Synopsis of Hospital Barge

In this sonnet Owen describes the slow progress of a barge bearing the dead and wounded as it negotiates a lock on the Somme canal. He describes a reader sitting on the bank watching and hearing the sound of the funnel as the barge drifts out of sight, reminding him of the agonising deaths of the mythic heroes of old, who were ferried to the afterlife by Merlin.

Commentary on Hospital Barge 

Hospital Barge is based on an incident in May 1917 at No. 13 Casualty Clearing Station at Gailly, a village on the Somme Canal. Owen had suffered from concussion in France in March 1917 and was convalescing. He wrote home:

We are by a Canal much used by the Army to bring up supplies and take back the wounded to Amiens. It looks funny to see a Sergeant Major commanding a Tug, and a Corporal at the helm of the barge. A pleasant life for khaki.

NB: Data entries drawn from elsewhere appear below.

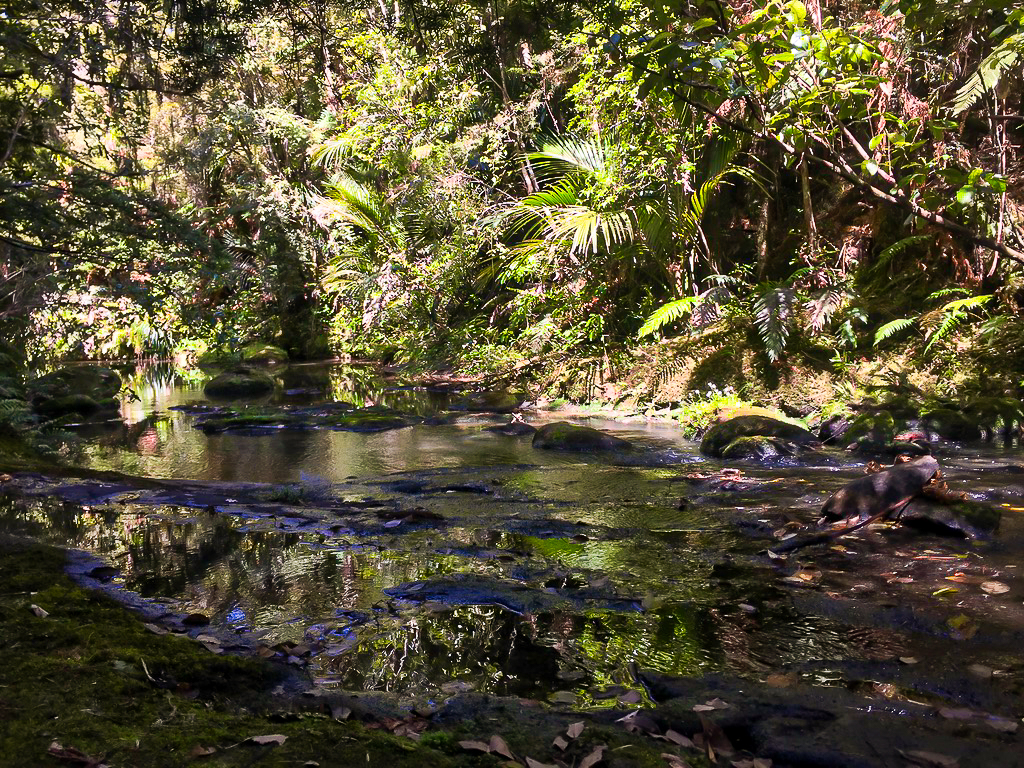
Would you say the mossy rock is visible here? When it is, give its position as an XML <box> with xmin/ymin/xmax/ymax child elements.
<box><xmin>900</xmin><ymin>497</ymin><xmax>1002</xmax><ymax>539</ymax></box>
<box><xmin>700</xmin><ymin>414</ymin><xmax>821</xmax><ymax>458</ymax></box>
<box><xmin>532</xmin><ymin>421</ymin><xmax>633</xmax><ymax>453</ymax></box>
<box><xmin>241</xmin><ymin>342</ymin><xmax>288</xmax><ymax>366</ymax></box>
<box><xmin>27</xmin><ymin>366</ymin><xmax>121</xmax><ymax>417</ymax></box>
<box><xmin>452</xmin><ymin>389</ymin><xmax>526</xmax><ymax>414</ymax></box>
<box><xmin>483</xmin><ymin>421</ymin><xmax>537</xmax><ymax>437</ymax></box>
<box><xmin>922</xmin><ymin>408</ymin><xmax>981</xmax><ymax>441</ymax></box>
<box><xmin>964</xmin><ymin>397</ymin><xmax>1024</xmax><ymax>433</ymax></box>
<box><xmin>203</xmin><ymin>368</ymin><xmax>274</xmax><ymax>398</ymax></box>
<box><xmin>722</xmin><ymin>435</ymin><xmax>798</xmax><ymax>459</ymax></box>
<box><xmin>843</xmin><ymin>411</ymin><xmax>906</xmax><ymax>451</ymax></box>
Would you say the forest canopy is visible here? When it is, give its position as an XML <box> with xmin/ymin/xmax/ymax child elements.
<box><xmin>0</xmin><ymin>0</ymin><xmax>1024</xmax><ymax>385</ymax></box>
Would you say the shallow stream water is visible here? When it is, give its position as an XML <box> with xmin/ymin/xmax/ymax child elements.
<box><xmin>6</xmin><ymin>366</ymin><xmax>1024</xmax><ymax>706</ymax></box>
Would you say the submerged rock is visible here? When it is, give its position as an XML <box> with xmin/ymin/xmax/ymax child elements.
<box><xmin>483</xmin><ymin>421</ymin><xmax>537</xmax><ymax>437</ymax></box>
<box><xmin>700</xmin><ymin>409</ymin><xmax>821</xmax><ymax>458</ymax></box>
<box><xmin>821</xmin><ymin>456</ymin><xmax>939</xmax><ymax>520</ymax></box>
<box><xmin>722</xmin><ymin>435</ymin><xmax>797</xmax><ymax>459</ymax></box>
<box><xmin>900</xmin><ymin>497</ymin><xmax>1002</xmax><ymax>539</ymax></box>
<box><xmin>28</xmin><ymin>366</ymin><xmax>121</xmax><ymax>417</ymax></box>
<box><xmin>534</xmin><ymin>421</ymin><xmax>633</xmax><ymax>453</ymax></box>
<box><xmin>452</xmin><ymin>389</ymin><xmax>526</xmax><ymax>414</ymax></box>
<box><xmin>203</xmin><ymin>366</ymin><xmax>274</xmax><ymax>398</ymax></box>
<box><xmin>195</xmin><ymin>402</ymin><xmax>423</xmax><ymax>434</ymax></box>
<box><xmin>242</xmin><ymin>342</ymin><xmax>288</xmax><ymax>366</ymax></box>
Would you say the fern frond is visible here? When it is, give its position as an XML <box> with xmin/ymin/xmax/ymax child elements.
<box><xmin>953</xmin><ymin>34</ymin><xmax>1024</xmax><ymax>115</ymax></box>
<box><xmin>807</xmin><ymin>288</ymin><xmax>846</xmax><ymax>331</ymax></box>
<box><xmin>637</xmin><ymin>296</ymin><xmax>699</xmax><ymax>339</ymax></box>
<box><xmin>874</xmin><ymin>317</ymin><xmax>914</xmax><ymax>346</ymax></box>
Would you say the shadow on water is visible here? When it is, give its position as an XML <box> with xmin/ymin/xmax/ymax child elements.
<box><xmin>12</xmin><ymin>367</ymin><xmax>1024</xmax><ymax>703</ymax></box>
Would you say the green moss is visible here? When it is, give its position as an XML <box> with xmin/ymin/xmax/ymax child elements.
<box><xmin>0</xmin><ymin>539</ymin><xmax>484</xmax><ymax>768</ymax></box>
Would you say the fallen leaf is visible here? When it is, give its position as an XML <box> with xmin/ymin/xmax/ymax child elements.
<box><xmin>896</xmin><ymin>750</ymin><xmax>959</xmax><ymax>768</ymax></box>
<box><xmin>441</xmin><ymin>680</ymin><xmax>473</xmax><ymax>693</ymax></box>
<box><xmin>46</xmin><ymin>741</ymin><xmax>109</xmax><ymax>768</ymax></box>
<box><xmin>490</xmin><ymin>733</ymin><xmax>515</xmax><ymax>760</ymax></box>
<box><xmin>331</xmin><ymin>703</ymin><xmax>352</xmax><ymax>720</ymax></box>
<box><xmin>580</xmin><ymin>744</ymin><xmax>607</xmax><ymax>768</ymax></box>
<box><xmin>459</xmin><ymin>741</ymin><xmax>490</xmax><ymax>755</ymax></box>
<box><xmin>662</xmin><ymin>752</ymin><xmax>690</xmax><ymax>768</ymax></box>
<box><xmin>693</xmin><ymin>698</ymin><xmax>729</xmax><ymax>712</ymax></box>
<box><xmin>985</xmin><ymin>715</ymin><xmax>1020</xmax><ymax>733</ymax></box>
<box><xmin>665</xmin><ymin>728</ymin><xmax>696</xmax><ymax>750</ymax></box>
<box><xmin>981</xmin><ymin>582</ymin><xmax>1010</xmax><ymax>595</ymax></box>
<box><xmin>697</xmin><ymin>715</ymin><xmax>736</xmax><ymax>761</ymax></box>
<box><xmin>246</xmin><ymin>733</ymin><xmax>288</xmax><ymax>746</ymax></box>
<box><xmin>967</xmin><ymin>664</ymin><xmax>992</xmax><ymax>680</ymax></box>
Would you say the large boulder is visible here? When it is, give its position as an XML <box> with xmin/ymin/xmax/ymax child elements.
<box><xmin>534</xmin><ymin>421</ymin><xmax>633</xmax><ymax>453</ymax></box>
<box><xmin>203</xmin><ymin>366</ymin><xmax>274</xmax><ymax>399</ymax></box>
<box><xmin>28</xmin><ymin>366</ymin><xmax>121</xmax><ymax>418</ymax></box>
<box><xmin>821</xmin><ymin>456</ymin><xmax>939</xmax><ymax>520</ymax></box>
<box><xmin>700</xmin><ymin>409</ymin><xmax>821</xmax><ymax>458</ymax></box>
<box><xmin>241</xmin><ymin>341</ymin><xmax>288</xmax><ymax>366</ymax></box>
<box><xmin>452</xmin><ymin>389</ymin><xmax>526</xmax><ymax>414</ymax></box>
<box><xmin>899</xmin><ymin>497</ymin><xmax>1002</xmax><ymax>539</ymax></box>
<box><xmin>922</xmin><ymin>408</ymin><xmax>981</xmax><ymax>442</ymax></box>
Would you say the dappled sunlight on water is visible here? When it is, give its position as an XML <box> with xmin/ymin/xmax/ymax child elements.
<box><xmin>12</xmin><ymin>367</ymin><xmax>1024</xmax><ymax>703</ymax></box>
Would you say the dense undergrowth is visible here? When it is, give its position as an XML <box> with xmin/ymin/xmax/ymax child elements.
<box><xmin>0</xmin><ymin>0</ymin><xmax>1024</xmax><ymax>399</ymax></box>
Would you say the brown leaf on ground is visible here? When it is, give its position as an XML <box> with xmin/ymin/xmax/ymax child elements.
<box><xmin>981</xmin><ymin>582</ymin><xmax>1010</xmax><ymax>595</ymax></box>
<box><xmin>580</xmin><ymin>744</ymin><xmax>608</xmax><ymax>768</ymax></box>
<box><xmin>46</xmin><ymin>741</ymin><xmax>109</xmax><ymax>768</ymax></box>
<box><xmin>665</xmin><ymin>728</ymin><xmax>696</xmax><ymax>750</ymax></box>
<box><xmin>697</xmin><ymin>714</ymin><xmax>736</xmax><ymax>760</ymax></box>
<box><xmin>662</xmin><ymin>752</ymin><xmax>690</xmax><ymax>768</ymax></box>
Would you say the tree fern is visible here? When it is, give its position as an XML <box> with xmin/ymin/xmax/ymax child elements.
<box><xmin>953</xmin><ymin>33</ymin><xmax>1024</xmax><ymax>115</ymax></box>
<box><xmin>754</xmin><ymin>284</ymin><xmax>797</xmax><ymax>362</ymax></box>
<box><xmin>637</xmin><ymin>296</ymin><xmax>700</xmax><ymax>339</ymax></box>
<box><xmin>874</xmin><ymin>317</ymin><xmax>916</xmax><ymax>346</ymax></box>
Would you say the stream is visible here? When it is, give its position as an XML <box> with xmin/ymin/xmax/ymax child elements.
<box><xmin>0</xmin><ymin>365</ymin><xmax>1024</xmax><ymax>718</ymax></box>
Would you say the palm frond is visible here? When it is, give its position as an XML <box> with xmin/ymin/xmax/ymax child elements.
<box><xmin>637</xmin><ymin>296</ymin><xmax>700</xmax><ymax>339</ymax></box>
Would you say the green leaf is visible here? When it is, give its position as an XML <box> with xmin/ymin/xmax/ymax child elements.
<box><xmin>874</xmin><ymin>317</ymin><xmax>914</xmax><ymax>346</ymax></box>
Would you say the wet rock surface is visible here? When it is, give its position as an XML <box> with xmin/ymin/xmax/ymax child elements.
<box><xmin>27</xmin><ymin>366</ymin><xmax>121</xmax><ymax>418</ymax></box>
<box><xmin>532</xmin><ymin>421</ymin><xmax>633</xmax><ymax>453</ymax></box>
<box><xmin>700</xmin><ymin>411</ymin><xmax>821</xmax><ymax>458</ymax></box>
<box><xmin>204</xmin><ymin>366</ymin><xmax>276</xmax><ymax>399</ymax></box>
<box><xmin>6</xmin><ymin>364</ymin><xmax>1024</xmax><ymax>768</ymax></box>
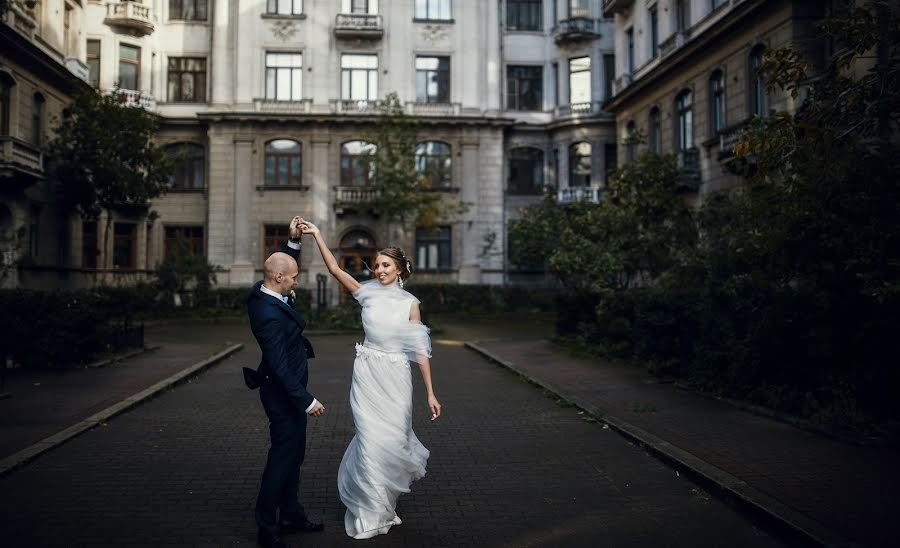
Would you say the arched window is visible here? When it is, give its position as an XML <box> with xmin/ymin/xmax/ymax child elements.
<box><xmin>675</xmin><ymin>89</ymin><xmax>694</xmax><ymax>150</ymax></box>
<box><xmin>569</xmin><ymin>142</ymin><xmax>592</xmax><ymax>187</ymax></box>
<box><xmin>747</xmin><ymin>45</ymin><xmax>768</xmax><ymax>116</ymax></box>
<box><xmin>266</xmin><ymin>139</ymin><xmax>303</xmax><ymax>186</ymax></box>
<box><xmin>507</xmin><ymin>147</ymin><xmax>544</xmax><ymax>194</ymax></box>
<box><xmin>341</xmin><ymin>141</ymin><xmax>375</xmax><ymax>186</ymax></box>
<box><xmin>0</xmin><ymin>72</ymin><xmax>16</xmax><ymax>135</ymax></box>
<box><xmin>625</xmin><ymin>120</ymin><xmax>638</xmax><ymax>162</ymax></box>
<box><xmin>166</xmin><ymin>143</ymin><xmax>206</xmax><ymax>190</ymax></box>
<box><xmin>709</xmin><ymin>70</ymin><xmax>725</xmax><ymax>136</ymax></box>
<box><xmin>31</xmin><ymin>93</ymin><xmax>45</xmax><ymax>147</ymax></box>
<box><xmin>647</xmin><ymin>107</ymin><xmax>662</xmax><ymax>154</ymax></box>
<box><xmin>416</xmin><ymin>141</ymin><xmax>453</xmax><ymax>188</ymax></box>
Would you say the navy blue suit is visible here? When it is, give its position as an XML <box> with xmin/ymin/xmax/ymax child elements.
<box><xmin>247</xmin><ymin>248</ymin><xmax>314</xmax><ymax>535</ymax></box>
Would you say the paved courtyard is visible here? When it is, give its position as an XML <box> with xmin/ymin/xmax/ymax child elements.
<box><xmin>0</xmin><ymin>324</ymin><xmax>782</xmax><ymax>547</ymax></box>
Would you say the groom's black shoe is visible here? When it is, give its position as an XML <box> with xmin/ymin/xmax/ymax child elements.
<box><xmin>278</xmin><ymin>517</ymin><xmax>325</xmax><ymax>533</ymax></box>
<box><xmin>256</xmin><ymin>529</ymin><xmax>291</xmax><ymax>548</ymax></box>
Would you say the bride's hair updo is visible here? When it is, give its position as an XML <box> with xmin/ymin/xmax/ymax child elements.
<box><xmin>378</xmin><ymin>247</ymin><xmax>412</xmax><ymax>280</ymax></box>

One afternoon he took a barge trip to Cerisy. Again he describes this in a letter home:

I sailed in a steam-tug about 6 miles down the Canal with another ‘inmate’. The heat of the afternoon was Augustan; and it has probably added another year to my old age to have been able to escape marching in equipment under such a sun. The scenery was such as I never saw or dreamed of since I read the Fairie Queene. Just as in the Winter, when I woke up lying on the burning cold snow, I fancied I must have died and been pitch-forked into the Wrong Place, so, yesterday, it was not more difficult to imagine that my dusky barge was wending up to Avalon, and the peace of Arthur, and where Lancelot heals him of his grievous wound.

The last sleep of Arthur by Edward Burne-JonesOwen was in Scarborough in 1917 when he re-read Tennyson’s poem about the death of King Arthur. The king was carried in a ‘dusky barge’ accompanied by ‘three queens with crowns of gold’, to ‘the island valley of Avalon’. 

More on The passing of Arthur by Alfred, Lord Tennyson?

On the 8th December Owen completed the first draft of Hospital Barge. It was published in June 1918 in The Nation.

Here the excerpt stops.